Essentially, this is a hypothetical situation where the majority of miners on a blockchain network band together to control it. In this fiendish situation, they would be able to choose which transactions go through, reverse transactions, and spend their own coins several times. Uh-oh. Needless to say, this would seriously compromise any cryptocurrency.
While cryptocurrencies sit on the back-burner of the global economy, a 51% percent shouldn’t have too much of an impact. However if or when blockchain technology is adopted by the masses – Houston, we could have a problem.
6. ICOs: Hit or sh*t?
If you had a time machine, you’d most likely be rewinding to 2009 and going all in on the likes of Ethereum, NEO, or any of the other cash cow ICOs. It’s common knowledge that the potential for ROI on an ICO is gargantuan, but statistics would say that when investing in an ICO, your money will be gone like the wind.
A credible ICO ought to have:
- A sound position in the market
For your chosen coin to succeed, the product must be needed and desired. It doesn’t have to reinvent the wheel, but it has to meet the demands of a clear market.
A tell-tale sign of a dodgy coin is uncertainty in describing the product; look out for vague language, unclear descriptions of what it does, and a general lack of purpose.
- A strong team
Who’s back there in the kitchen adding the spices and stirring the pot? Look for ICOs with strong players on board, those with documented success on previous projects.

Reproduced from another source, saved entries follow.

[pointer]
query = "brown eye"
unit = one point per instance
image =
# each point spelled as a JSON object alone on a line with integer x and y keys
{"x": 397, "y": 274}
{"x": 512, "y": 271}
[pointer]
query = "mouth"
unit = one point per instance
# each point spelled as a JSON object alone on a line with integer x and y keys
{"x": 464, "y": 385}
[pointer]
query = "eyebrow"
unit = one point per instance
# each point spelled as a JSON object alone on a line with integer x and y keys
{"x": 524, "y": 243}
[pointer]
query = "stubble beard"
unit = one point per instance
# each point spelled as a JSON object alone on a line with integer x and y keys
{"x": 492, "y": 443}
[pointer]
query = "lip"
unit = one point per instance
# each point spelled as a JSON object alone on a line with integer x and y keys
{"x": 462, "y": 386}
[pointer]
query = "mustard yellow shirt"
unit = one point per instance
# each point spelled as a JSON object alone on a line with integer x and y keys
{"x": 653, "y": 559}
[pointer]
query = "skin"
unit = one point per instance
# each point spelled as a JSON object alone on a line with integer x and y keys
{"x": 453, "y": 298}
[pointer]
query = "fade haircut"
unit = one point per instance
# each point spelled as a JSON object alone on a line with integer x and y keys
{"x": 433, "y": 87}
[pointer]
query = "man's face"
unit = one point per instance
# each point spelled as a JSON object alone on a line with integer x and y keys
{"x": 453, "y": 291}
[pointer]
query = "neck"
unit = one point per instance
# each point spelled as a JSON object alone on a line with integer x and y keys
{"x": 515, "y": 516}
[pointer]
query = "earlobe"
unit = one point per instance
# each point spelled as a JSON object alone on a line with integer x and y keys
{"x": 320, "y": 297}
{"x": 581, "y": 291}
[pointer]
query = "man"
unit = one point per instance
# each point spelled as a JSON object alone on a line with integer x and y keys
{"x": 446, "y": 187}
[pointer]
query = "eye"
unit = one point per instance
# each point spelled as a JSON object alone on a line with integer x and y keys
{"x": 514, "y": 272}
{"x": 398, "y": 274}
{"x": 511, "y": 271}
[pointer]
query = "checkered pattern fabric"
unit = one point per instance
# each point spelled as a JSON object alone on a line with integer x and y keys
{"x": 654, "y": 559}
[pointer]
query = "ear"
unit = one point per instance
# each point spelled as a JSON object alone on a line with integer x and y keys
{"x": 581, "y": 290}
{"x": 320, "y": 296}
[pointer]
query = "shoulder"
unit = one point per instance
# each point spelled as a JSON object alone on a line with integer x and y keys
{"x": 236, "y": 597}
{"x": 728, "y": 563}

If you can’t find any information on the team, investing in their ICO is a valid risk. They may have the grandest designs for their new technology but if they don’t have the proof they can pull it off, you’re better off holding on to your precious dollar bills.
- A solid whitepaper
A whitepaper is the foundation of an ICO and ought to offer:
- A clean layout and accessible language
- Explanation of value
- Position in market
- Market analysis
- How product will work and use of tokens
- Statistics to prove its case
High Risk, High Reward
Still thinking about pulling the trigger on an investment in blockchain? Consider an investment in blockchain as though it is an investment in a startup; something new, exciting, yet unstable.
But do not confuse unstable with irrational; ask anyone who invested into Apple’s 1980 IPO for the truth of this. If you truly believe in the value of a blockchain technology and its ability to succeed, you have every reason under the sun to invest in it.